Thursday, March 29, 2007

Commoditizing Jesus - A Lover's Quarrel

Briefly perusing the introduction of Victor Davis Hanson's 1999 book, _The Other Greeks: The Family Farm and the Agrarian Roots of Western Civilization_, it occurred to me that the phenomenon others have observed in culture at large - efficiency/productivity as the governing ideal, leading to commoditization on a broad scale, leading to a soul-numbing sameness that mocks the very wealth that produced it - has metastasized into the church with disastrous results.

Sadly, we are reaping that harvest here in Amarillo at my home church. Oh, yes! There is a shiny, seductive veneer of success, but it is measured in the stuff of mammon: tushes in the pews, clams in the tiller, squares on the architect's drawing table, spires on the horizon and column-inches in the Globe-News. It is all very impressive.

Impressive, as in: just like those huge churches in the sprawling, youthful, fabulous suburbs of Las Vegas, or Atlanta, or Dallas.

Impressive, as in: just like all the other kings and kingdoms of this world.

But the banality, the sameness, the damnable soullessness of it all...

...a soullessness that crucifies the prophet, casts aside the shepherd and kisses the king's scepter.

...a soullessness that brooks neither thoughtful dissent from its vision nor substantive challenges to the judgment of its patrons (and their hirelings).

...a soullessness that keeps family and spontaneity and tradition at a careful arm's length but embraces production cues, pixels and scripts as if they were long-lost lovers.

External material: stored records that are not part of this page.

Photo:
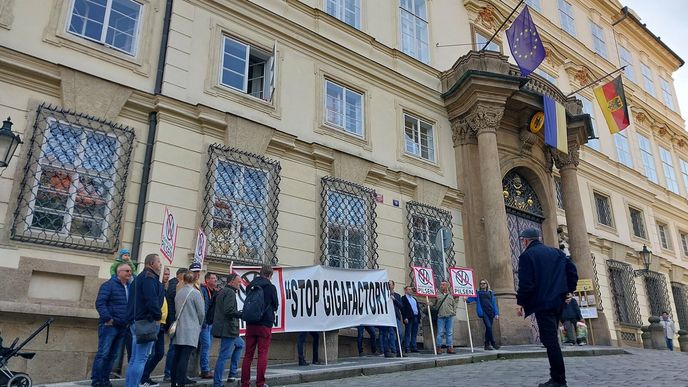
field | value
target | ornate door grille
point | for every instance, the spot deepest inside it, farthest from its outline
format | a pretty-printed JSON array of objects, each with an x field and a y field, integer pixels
[
  {"x": 622, "y": 284},
  {"x": 657, "y": 294}
]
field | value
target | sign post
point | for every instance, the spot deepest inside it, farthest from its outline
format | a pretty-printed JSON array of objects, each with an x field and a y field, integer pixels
[
  {"x": 425, "y": 286},
  {"x": 463, "y": 285}
]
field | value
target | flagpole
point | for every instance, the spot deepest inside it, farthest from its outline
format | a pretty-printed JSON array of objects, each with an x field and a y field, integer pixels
[
  {"x": 502, "y": 25},
  {"x": 596, "y": 80}
]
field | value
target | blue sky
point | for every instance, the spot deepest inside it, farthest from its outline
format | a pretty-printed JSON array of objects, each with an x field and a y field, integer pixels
[{"x": 664, "y": 19}]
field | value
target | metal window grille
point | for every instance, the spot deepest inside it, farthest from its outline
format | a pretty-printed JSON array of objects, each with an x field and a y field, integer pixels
[
  {"x": 424, "y": 239},
  {"x": 240, "y": 209},
  {"x": 72, "y": 189},
  {"x": 604, "y": 213},
  {"x": 623, "y": 292},
  {"x": 657, "y": 294},
  {"x": 680, "y": 292},
  {"x": 348, "y": 236}
]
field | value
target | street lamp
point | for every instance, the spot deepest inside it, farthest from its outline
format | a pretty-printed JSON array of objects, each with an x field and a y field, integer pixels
[
  {"x": 646, "y": 256},
  {"x": 8, "y": 143}
]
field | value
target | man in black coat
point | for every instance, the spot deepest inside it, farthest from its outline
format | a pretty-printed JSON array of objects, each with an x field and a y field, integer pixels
[{"x": 545, "y": 276}]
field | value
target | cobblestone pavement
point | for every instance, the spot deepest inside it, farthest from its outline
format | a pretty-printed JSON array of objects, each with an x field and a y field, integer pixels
[{"x": 638, "y": 369}]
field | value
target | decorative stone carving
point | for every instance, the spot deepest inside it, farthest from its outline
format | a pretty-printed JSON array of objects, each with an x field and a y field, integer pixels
[{"x": 562, "y": 160}]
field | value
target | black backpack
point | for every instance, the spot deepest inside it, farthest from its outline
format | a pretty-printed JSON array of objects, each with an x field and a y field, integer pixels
[{"x": 254, "y": 305}]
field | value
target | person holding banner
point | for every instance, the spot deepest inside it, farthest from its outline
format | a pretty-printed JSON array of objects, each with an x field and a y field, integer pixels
[
  {"x": 487, "y": 310},
  {"x": 445, "y": 307}
]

...a soullessness that trades spiritual passion, classical wisdom and the earthy grace of God Himself for something newer, more glamorous, less risky and more controllable - in other words, a cheap harlot who does what she's told and keeps her mouth shut. Or else.

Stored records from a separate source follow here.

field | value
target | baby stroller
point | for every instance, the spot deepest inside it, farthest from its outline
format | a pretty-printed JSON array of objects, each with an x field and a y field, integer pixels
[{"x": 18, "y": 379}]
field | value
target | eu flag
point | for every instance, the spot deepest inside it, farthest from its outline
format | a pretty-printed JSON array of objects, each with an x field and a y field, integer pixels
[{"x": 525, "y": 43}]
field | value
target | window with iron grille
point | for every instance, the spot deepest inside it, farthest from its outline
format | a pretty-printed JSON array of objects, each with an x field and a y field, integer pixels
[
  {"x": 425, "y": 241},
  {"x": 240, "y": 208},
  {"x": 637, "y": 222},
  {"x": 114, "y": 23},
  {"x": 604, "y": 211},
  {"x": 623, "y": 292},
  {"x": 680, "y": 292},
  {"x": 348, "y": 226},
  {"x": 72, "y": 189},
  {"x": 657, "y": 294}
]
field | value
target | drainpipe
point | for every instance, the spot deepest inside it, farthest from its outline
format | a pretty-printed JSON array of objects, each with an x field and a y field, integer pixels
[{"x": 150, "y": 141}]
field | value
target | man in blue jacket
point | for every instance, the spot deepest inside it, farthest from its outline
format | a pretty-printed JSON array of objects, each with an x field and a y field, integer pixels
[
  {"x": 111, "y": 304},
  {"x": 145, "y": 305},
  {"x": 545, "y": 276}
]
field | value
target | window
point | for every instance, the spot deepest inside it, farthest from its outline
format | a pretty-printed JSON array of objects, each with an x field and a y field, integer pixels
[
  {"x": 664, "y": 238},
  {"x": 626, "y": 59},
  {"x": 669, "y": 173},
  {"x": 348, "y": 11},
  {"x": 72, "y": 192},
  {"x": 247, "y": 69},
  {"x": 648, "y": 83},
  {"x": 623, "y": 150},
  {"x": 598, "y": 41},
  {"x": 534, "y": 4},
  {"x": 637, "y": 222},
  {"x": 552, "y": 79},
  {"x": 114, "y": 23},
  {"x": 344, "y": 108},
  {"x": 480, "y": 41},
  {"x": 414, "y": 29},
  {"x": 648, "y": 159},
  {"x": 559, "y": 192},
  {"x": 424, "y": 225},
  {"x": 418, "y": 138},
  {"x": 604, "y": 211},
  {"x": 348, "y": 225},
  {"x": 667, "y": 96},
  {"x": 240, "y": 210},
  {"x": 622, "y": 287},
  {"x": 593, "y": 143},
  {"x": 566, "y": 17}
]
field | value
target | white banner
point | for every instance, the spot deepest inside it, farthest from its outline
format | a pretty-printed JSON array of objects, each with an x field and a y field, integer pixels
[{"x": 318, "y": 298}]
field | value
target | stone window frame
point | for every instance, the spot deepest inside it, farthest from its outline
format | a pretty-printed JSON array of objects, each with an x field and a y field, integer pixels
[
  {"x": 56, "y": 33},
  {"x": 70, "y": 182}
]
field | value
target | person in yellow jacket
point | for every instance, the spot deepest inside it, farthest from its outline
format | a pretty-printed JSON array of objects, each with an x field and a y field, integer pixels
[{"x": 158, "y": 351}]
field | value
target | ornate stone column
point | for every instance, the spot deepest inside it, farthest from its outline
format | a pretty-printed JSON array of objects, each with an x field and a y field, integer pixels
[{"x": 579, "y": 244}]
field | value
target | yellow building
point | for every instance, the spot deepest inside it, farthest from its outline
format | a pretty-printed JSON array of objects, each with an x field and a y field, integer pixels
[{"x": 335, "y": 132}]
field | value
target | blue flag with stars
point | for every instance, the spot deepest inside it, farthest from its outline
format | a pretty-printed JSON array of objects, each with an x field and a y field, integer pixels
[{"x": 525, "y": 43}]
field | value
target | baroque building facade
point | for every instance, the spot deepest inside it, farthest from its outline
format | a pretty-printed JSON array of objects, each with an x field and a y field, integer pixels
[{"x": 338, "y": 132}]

...a soullessness that basks in the heady affirmation and fawning loyalty of the ninety-and-nine but steadfastly refuses to hear and heed the mournful cries of the scattered one.

...a soullessness that views pastoral responsibility and church governance in terms of the iron fist, the wagging finger and the dismissive wave rather than the outstretched hand.

...a soullessness that insists on no special accommodations for the old and weak but throws itself shamelessly at the young, healthy and beautiful (and who - coincidentally - have a lot of upside salary potential).

...a soullessness that trades away the deep, abiding, long-suffering, forebearing and messy love we once knew as agape for the manufactured stuff of on-demand pity, off-the-shelf counsel and the latest training in interpersonal techniques, demographic profiles and marketing trends.

Didn't Jesus say that we could not serve both God and mammon?